“哥哥……”
“我知道你最喜欢我的鱼尾了,等我们有了小鲛人,我跟崽崽天天朝你摇尾巴,一大一小,都是你的。”
“你说,好不好呢?”
旖旎夜色,空气潮湿又灼人。
雪似的美人被禁锢在温泉中,白发映着月光,身上红绳缠绕,上面坠着圆润的珍珠,一只覆盖蓝色鳞片的手在水中捉住他,与他十指相扣。
云温霖闭着眼,心跳剧烈,试图屏蔽海妖的蛊惑,却被封住了唇。
“唔……!”
这个吻温柔至极,轻轻碰了一下便挪开,反复重复,带着讨好。
但很快又委屈不满似的变凶了。
他愈发慌乱,开始挣扎。
忽然——
颈窝被蹭了一下,耳畔响起清越的坏笑,紧接着,水花四溅,什么光滑冰凉的东西猛地将他卷入了水中!
………………
云温霖从梦中惊醒,猛地睁开眼。
“不——!”
青年深陷在被褥间,额角细汗密布,手攥着枕头大口喘气。
他五官极美,带了些温润书卷气,似墨笔勾勒般透着古韵,此刻却染上了薄红,眼中水雾氤氲,透着几分欲。
又梦到鲛人了。
这一次还提起了什么孩子小鲛人。
太离谱了。
他们都是男性,怎么生?
不过毕竟是梦,再离谱也正常。
云温霖缓了会儿,有些口渴,撑着床慢慢坐起,一缕月光透过缝隙洒来,他一身浅青色睡袍,绣着竹叶,温润素雅。
动身间。
一条项链顺着领口滑出。
这条项链与他气质截然不同,以银链为主体,坠着一枚精致的海螺,四周环绕着一圈圈浪花,以珍珠做点缀,华丽又梦幻。
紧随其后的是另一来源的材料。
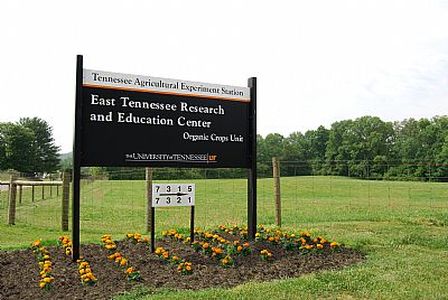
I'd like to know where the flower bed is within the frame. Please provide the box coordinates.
[0,225,363,299]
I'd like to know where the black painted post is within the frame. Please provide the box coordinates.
[190,205,194,243]
[72,55,83,261]
[247,77,257,240]
[151,206,156,253]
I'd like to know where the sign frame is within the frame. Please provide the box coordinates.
[150,183,196,252]
[72,55,257,261]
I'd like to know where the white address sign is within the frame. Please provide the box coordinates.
[152,183,195,207]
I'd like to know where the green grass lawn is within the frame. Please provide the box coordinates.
[0,176,448,299]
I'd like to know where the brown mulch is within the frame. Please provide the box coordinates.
[0,239,364,299]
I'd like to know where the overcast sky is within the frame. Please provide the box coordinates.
[0,0,448,152]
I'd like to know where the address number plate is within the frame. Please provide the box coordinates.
[152,183,195,207]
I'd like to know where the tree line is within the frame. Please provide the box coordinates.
[0,116,448,181]
[0,117,60,176]
[103,116,448,181]
[258,116,448,180]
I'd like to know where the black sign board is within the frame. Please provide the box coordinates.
[72,55,257,260]
[81,81,250,168]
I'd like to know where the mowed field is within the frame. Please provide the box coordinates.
[0,177,448,299]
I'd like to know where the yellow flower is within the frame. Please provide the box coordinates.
[43,277,54,283]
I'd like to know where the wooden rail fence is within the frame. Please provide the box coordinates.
[0,172,71,231]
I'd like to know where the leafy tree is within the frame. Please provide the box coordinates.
[0,123,34,173]
[18,117,60,173]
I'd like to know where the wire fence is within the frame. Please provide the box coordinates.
[0,162,448,246]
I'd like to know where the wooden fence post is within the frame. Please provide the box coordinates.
[61,171,71,231]
[272,157,282,227]
[145,168,152,232]
[8,174,17,225]
[19,185,23,204]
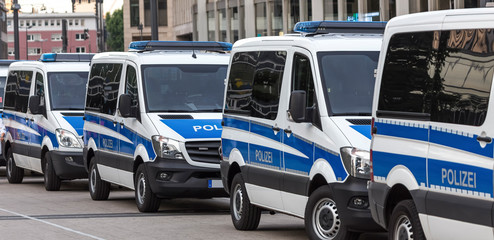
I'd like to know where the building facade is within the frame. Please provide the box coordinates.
[123,0,195,47]
[123,0,494,46]
[7,13,98,60]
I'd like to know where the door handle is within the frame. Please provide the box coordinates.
[477,136,492,143]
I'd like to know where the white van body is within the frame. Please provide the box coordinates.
[84,41,229,212]
[221,23,384,239]
[3,54,92,191]
[369,8,494,239]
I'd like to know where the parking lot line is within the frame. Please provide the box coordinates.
[0,208,103,240]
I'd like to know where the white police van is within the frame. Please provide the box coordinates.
[0,60,16,166]
[221,21,385,239]
[84,41,231,212]
[369,8,494,239]
[3,53,93,191]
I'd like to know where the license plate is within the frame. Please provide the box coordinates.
[208,179,223,188]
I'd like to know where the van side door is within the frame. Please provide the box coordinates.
[426,23,494,239]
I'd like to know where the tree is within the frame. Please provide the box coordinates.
[106,9,124,51]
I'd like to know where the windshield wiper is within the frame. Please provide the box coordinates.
[331,112,372,116]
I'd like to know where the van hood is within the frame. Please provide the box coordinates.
[331,116,371,150]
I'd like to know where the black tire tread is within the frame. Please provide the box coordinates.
[230,173,261,231]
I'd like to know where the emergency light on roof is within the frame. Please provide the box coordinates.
[39,53,94,62]
[293,21,386,34]
[129,41,232,52]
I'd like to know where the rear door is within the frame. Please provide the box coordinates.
[426,14,494,239]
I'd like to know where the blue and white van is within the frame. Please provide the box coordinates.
[221,22,385,239]
[84,41,231,212]
[3,53,93,191]
[369,8,494,240]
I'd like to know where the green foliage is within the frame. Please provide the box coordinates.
[106,9,124,51]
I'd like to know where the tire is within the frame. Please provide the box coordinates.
[43,152,62,191]
[304,185,360,240]
[134,164,161,212]
[88,157,110,201]
[388,200,425,240]
[7,148,24,183]
[230,173,261,230]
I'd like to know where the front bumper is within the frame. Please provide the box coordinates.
[144,158,228,198]
[329,176,384,232]
[48,151,88,179]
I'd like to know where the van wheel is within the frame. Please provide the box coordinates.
[304,185,360,240]
[43,153,62,191]
[135,164,161,212]
[230,173,261,230]
[388,200,425,240]
[7,148,24,183]
[89,157,110,200]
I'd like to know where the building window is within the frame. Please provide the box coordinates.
[27,48,41,55]
[51,33,62,41]
[255,2,268,37]
[130,0,139,27]
[51,47,62,53]
[75,47,86,53]
[75,33,84,41]
[324,0,338,20]
[269,0,283,36]
[207,11,216,41]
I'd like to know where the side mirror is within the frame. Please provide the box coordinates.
[288,90,307,123]
[118,94,134,118]
[28,95,43,115]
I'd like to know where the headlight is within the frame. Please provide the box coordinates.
[152,135,184,159]
[340,147,370,179]
[55,128,81,148]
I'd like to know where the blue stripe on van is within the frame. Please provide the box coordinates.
[374,122,429,142]
[430,129,494,158]
[372,151,427,185]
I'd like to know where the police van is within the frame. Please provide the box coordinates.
[221,21,385,239]
[369,8,494,239]
[3,53,93,191]
[84,41,231,212]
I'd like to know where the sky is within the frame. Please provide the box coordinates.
[18,0,123,13]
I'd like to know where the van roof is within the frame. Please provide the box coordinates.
[233,33,383,52]
[9,61,89,72]
[92,50,230,65]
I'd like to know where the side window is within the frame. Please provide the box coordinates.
[225,52,259,116]
[378,32,439,113]
[251,51,286,120]
[15,71,33,113]
[4,71,19,110]
[125,65,139,114]
[292,53,315,107]
[86,64,122,115]
[431,29,494,126]
[35,72,45,106]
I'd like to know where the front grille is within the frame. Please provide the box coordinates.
[185,141,221,164]
[347,119,371,125]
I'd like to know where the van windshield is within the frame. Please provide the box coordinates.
[317,51,379,116]
[48,72,88,110]
[141,65,228,112]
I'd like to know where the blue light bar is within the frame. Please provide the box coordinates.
[129,41,233,52]
[39,53,94,62]
[293,21,386,34]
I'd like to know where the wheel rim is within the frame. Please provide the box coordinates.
[393,215,413,240]
[232,184,244,221]
[312,198,341,239]
[89,166,96,193]
[136,173,146,204]
[7,157,13,178]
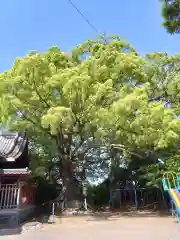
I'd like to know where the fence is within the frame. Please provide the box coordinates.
[0,184,20,209]
[111,188,163,208]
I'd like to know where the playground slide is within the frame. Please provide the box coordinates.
[169,188,180,214]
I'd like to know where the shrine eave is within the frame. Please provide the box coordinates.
[0,168,31,176]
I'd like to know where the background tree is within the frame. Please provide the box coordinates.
[0,36,180,206]
[161,0,180,34]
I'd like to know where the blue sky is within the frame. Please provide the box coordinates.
[0,0,180,72]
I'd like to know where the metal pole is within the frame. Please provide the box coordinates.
[134,188,138,210]
[52,203,55,223]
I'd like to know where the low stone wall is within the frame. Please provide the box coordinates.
[0,205,36,229]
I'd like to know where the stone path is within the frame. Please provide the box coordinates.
[0,216,180,240]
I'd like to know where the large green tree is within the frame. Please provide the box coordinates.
[0,36,180,206]
[161,0,180,34]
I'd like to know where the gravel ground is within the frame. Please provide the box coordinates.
[0,216,180,240]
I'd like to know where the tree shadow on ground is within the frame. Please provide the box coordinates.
[0,227,22,236]
[87,211,171,221]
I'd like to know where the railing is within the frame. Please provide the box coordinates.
[0,184,19,209]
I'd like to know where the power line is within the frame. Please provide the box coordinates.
[68,0,99,34]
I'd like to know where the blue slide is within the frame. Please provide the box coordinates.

最震撼的还是海螺中间镶嵌的水晶石,渐变的蓝紫色恍若星辰大海,光照下,绚丽的色彩隐约在流动。
就像……
有生命在沉睡。
云温霖看了眼窗外,天还未亮。
他掀起被子,睡袍折叠在身下,双腿修长匀称,却过于苍白,透着病态。
目光在腿上停留片刻,又平静挪开。
云温霖撑着床挪动身体,双腿擦着床单一动不动,待坐到床边,他才扣住膝盖,将失去知觉的腿移到面前。
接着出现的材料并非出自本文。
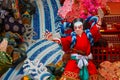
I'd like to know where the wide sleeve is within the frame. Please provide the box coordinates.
[90,25,101,43]
[61,36,71,52]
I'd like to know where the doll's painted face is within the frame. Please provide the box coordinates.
[74,22,83,35]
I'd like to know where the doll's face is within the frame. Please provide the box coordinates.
[74,22,83,35]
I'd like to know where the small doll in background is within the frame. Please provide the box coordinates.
[45,17,101,80]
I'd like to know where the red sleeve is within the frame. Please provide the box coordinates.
[61,36,71,52]
[90,25,101,42]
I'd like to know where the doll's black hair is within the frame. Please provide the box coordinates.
[71,18,88,30]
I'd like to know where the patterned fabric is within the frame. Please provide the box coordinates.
[0,40,63,80]
[31,0,60,40]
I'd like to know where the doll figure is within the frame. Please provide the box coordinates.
[46,15,101,80]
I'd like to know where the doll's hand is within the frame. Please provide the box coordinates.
[44,30,53,40]
[96,17,102,29]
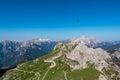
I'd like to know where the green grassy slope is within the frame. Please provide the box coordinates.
[2,43,100,80]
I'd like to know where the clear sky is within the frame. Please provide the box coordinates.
[0,0,120,41]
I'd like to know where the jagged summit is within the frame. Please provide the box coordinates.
[1,43,120,80]
[69,36,101,46]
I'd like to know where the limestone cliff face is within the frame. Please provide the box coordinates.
[1,43,120,80]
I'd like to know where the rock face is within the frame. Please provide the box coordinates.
[69,36,102,47]
[66,43,111,71]
[1,43,120,80]
[0,39,57,69]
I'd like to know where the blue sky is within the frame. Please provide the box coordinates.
[0,0,120,41]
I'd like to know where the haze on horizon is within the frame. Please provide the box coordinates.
[0,0,120,41]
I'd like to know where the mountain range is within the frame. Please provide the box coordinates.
[0,36,120,80]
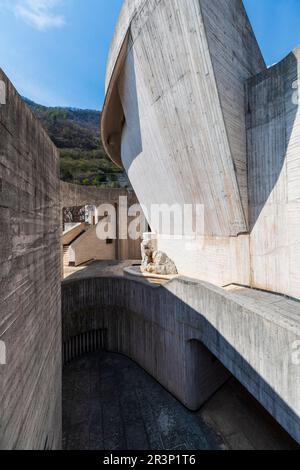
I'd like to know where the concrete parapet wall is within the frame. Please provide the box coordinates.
[62,277,300,442]
[0,70,61,450]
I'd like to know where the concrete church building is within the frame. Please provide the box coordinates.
[0,0,300,450]
[102,0,300,298]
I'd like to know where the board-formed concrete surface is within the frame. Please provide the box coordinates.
[63,351,298,451]
[62,267,300,442]
[101,0,300,299]
[0,69,61,450]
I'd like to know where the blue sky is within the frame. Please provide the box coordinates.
[0,0,300,109]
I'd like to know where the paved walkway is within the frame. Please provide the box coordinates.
[63,352,294,450]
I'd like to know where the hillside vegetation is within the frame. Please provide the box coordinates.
[23,98,129,188]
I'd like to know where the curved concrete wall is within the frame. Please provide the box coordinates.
[0,70,61,450]
[62,275,300,442]
[247,48,300,298]
[102,0,265,285]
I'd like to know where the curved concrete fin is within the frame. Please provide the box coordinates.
[200,0,266,224]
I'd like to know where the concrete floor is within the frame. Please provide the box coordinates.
[63,352,297,450]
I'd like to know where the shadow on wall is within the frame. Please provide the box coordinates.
[62,277,300,442]
[246,52,299,232]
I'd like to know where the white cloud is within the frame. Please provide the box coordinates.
[12,0,65,31]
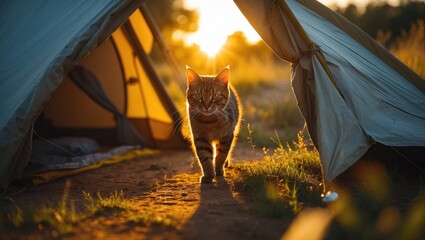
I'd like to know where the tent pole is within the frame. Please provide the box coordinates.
[140,3,186,91]
[278,0,342,96]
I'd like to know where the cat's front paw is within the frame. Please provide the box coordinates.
[215,169,225,177]
[199,176,214,183]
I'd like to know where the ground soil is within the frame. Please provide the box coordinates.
[0,148,288,240]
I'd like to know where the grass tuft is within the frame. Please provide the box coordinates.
[237,133,322,217]
[83,190,131,214]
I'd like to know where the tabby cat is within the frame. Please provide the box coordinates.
[186,67,242,183]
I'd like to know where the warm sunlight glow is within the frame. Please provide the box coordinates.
[186,0,261,57]
[318,0,400,7]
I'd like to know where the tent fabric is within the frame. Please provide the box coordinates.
[68,66,144,146]
[235,0,425,182]
[0,0,143,188]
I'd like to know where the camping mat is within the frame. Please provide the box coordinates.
[26,149,160,185]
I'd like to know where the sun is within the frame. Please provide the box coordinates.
[185,0,261,57]
[187,30,227,57]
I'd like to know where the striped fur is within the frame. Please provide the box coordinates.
[186,67,242,183]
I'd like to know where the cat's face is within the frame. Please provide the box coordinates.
[186,68,230,116]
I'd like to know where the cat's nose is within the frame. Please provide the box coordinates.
[203,104,211,111]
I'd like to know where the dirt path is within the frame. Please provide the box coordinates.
[2,148,288,240]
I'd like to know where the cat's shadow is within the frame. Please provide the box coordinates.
[181,177,249,240]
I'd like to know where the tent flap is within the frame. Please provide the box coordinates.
[235,0,425,181]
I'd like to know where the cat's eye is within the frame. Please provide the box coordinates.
[193,93,202,101]
[211,94,221,101]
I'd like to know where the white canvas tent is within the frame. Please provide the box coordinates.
[234,0,425,182]
[0,0,186,188]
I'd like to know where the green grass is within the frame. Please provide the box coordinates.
[236,130,425,239]
[0,181,77,236]
[237,133,323,218]
[128,211,178,227]
[83,190,131,215]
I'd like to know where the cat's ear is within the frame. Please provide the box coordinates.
[215,66,230,87]
[186,66,201,85]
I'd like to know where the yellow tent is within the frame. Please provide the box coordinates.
[0,0,186,188]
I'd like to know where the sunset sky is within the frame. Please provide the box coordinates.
[185,0,399,56]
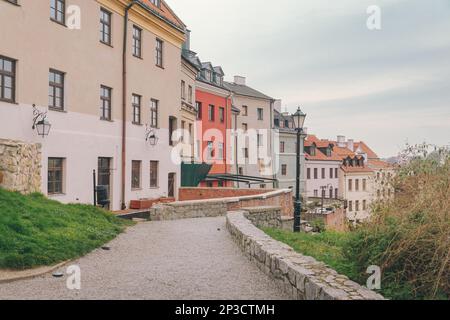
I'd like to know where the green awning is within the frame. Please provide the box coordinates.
[181,163,212,188]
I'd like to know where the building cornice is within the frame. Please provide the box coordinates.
[96,0,185,49]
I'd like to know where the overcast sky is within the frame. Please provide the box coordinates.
[167,0,450,157]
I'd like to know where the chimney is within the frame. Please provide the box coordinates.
[273,99,281,113]
[337,136,346,148]
[234,76,246,86]
[183,29,191,51]
[347,139,355,152]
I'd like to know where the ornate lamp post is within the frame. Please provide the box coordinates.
[292,107,306,232]
[145,126,159,147]
[32,104,52,138]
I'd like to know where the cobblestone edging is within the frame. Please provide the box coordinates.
[227,211,384,300]
[150,189,292,221]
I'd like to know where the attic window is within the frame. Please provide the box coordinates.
[205,70,211,81]
[150,0,161,8]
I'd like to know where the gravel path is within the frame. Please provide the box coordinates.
[0,217,288,300]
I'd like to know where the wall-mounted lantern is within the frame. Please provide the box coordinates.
[145,126,159,147]
[32,104,52,138]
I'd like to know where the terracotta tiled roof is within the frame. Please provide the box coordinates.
[140,0,186,29]
[341,166,373,173]
[305,134,332,148]
[355,141,379,159]
[368,159,394,169]
[305,134,342,161]
[305,150,342,161]
[333,143,356,159]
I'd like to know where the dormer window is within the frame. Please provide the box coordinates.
[150,0,161,8]
[205,70,211,82]
[274,119,280,128]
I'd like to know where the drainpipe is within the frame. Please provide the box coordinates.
[121,0,139,210]
[269,99,279,189]
[223,91,233,183]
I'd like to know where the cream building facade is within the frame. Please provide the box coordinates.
[0,0,185,210]
[224,76,279,188]
[180,46,200,163]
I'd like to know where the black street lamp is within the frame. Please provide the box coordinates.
[292,107,306,232]
[32,104,52,138]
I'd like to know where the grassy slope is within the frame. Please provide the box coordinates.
[264,229,357,279]
[0,189,130,269]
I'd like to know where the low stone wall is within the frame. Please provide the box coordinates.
[242,207,281,229]
[0,139,41,193]
[150,200,227,221]
[227,211,383,300]
[178,188,274,201]
[303,208,347,231]
[150,189,293,221]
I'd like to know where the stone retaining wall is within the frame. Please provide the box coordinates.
[227,211,383,300]
[178,187,274,201]
[0,139,41,194]
[150,189,293,221]
[242,207,282,229]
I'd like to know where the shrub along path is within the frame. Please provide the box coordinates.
[0,217,288,300]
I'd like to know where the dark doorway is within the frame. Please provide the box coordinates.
[97,158,112,209]
[169,117,177,146]
[168,172,176,198]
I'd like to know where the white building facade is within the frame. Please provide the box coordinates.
[0,0,185,210]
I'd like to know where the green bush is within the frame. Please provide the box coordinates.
[311,218,326,233]
[344,146,450,299]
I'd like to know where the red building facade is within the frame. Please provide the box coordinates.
[196,63,233,187]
费了些力,终于坐上了轮椅。这把轮椅是紫檀木做的,做工精致,质感细腻,两侧的扶手雕刻着云纹,沉稳又雅致。
云温霖拿着水杯,准备去外室接水。
他抚摸着把手,垂眸沉思,是从什么时候起开始梦到鲛人的?
好像是……
双腿失去知觉的那一晚。
云温霖以前是古典舞首席,因为一场事故从高空坠落,再也无法站起。
为了安抚父母,他笑着说没事,但从云端跌入深渊,又怎会不疼呢?
夜深人静时。
他在梦里陷入了一个温暖的怀抱,鲛人蹭着他颈窝,嗓音哽咽,溢满了疼惜,听着快哭了,比他还难过。
他说——
“哥……”
“抱一抱就不疼了,我会陪着你,从黯然的黑夜再次走向黎明。”
次日醒来。
云温霖发现自己哭了,脸湿湿的。
如今,半年过去了,他时不时还会梦见鲛人,他在梦中还会御剑飞行,好几次把动手动尾的鲛人踹进大海。
只是鲛人的脸始终笼罩着雾,模糊不清。
“哎……”
云温霖轻轻叹气,拉下门把,他看过心理医生,医生说,鲛人是他现实受挫后臆想出来安抚自己的存在。
至于为什么是鲛人?
大概是因为……
他有只养了二十二年的小鱼。
说起小鱼,云温霖又想起了自己的身世。
他其实是被抛弃的孤儿,二十二年前,云氏夫妇在门口捡到了他,当时,他躺在一件破烂带血的锦袍里,脖子上戴着海螺项链,怀里放着枚刻有霖字的玉牌。
最让夫妻俩震惊的是他手里捧了条断尾、掉鳞、浑身血淋淋的小鱼。
后来。
云氏夫妇收养了他。
小鱼也奇迹般的活了下来。
如今他多少岁,小鱼就陪了他多少年。